Still and all, we – my wife Robyn, our two children Jon and Karl, and I – took our holiday, as planned, in north Devon with our close family friends, the Bridcutts – Duncan, Alice, Mikey and his two older sisters Becks and Jackie. We’d chosen the South-West for its dramatic seashore. The region collects a swell of current from the North Atlantic Drift which, accelerating off the Newfoundland coast like a fastball, sends breakers pounding onto the coastline where the bay sits like a catcher’s mitt. What’s more, the sustained hot weather had brought the chance we’d get to see some serious exotic marine life. Dolphin sightings had become commonplace by late August, and there were rumours that several pods of whales had been spotted by numerous fishing vessels. This latter had been especially exciting for Becks, an aspiring marine biologist.

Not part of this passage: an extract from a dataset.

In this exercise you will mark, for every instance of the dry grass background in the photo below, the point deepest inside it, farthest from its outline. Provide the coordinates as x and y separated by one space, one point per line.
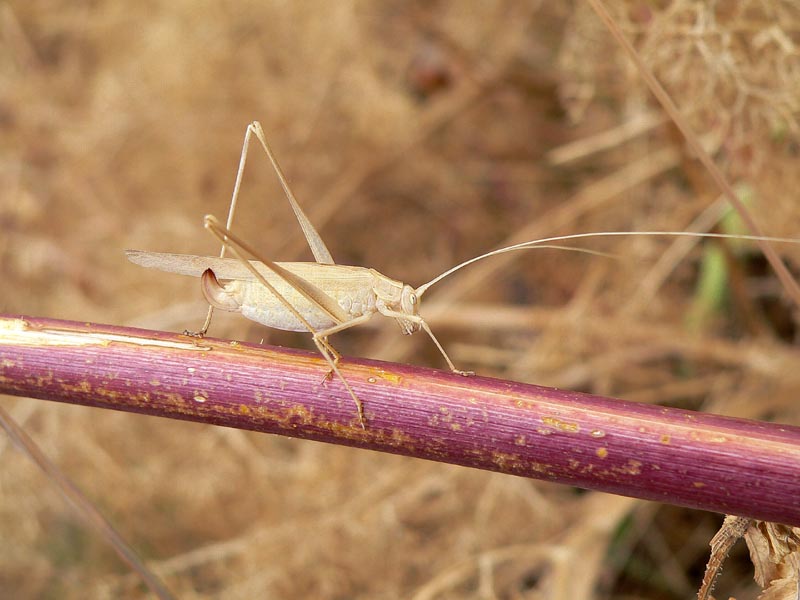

We’d planned to rent accommodation at a chalet park near Clovelly, but at the last minute Duncan had struck gold when a work colleague offered his private holiday home near Hartland Quay for rental. The six bedroom rental turned out to be a Victorian gothic castle house, a turreted wonderland of drawing rooms, hidey holes, antiques and chandeliers over three floors. It was so close to the sea you could taste the salt. It was the perfect base in which our two families could commune and from which we could explore the area.

One day into the holiday the heatwave finally broke, giving way to one of Lorna Doone’s great black, gusty storms which took three days to pass. In the ensuing calm, we were all impatient to get back outside, but couldn’t agree on where to go.

‘How about we head up to Hartland Abbey?’ suggested Duncan.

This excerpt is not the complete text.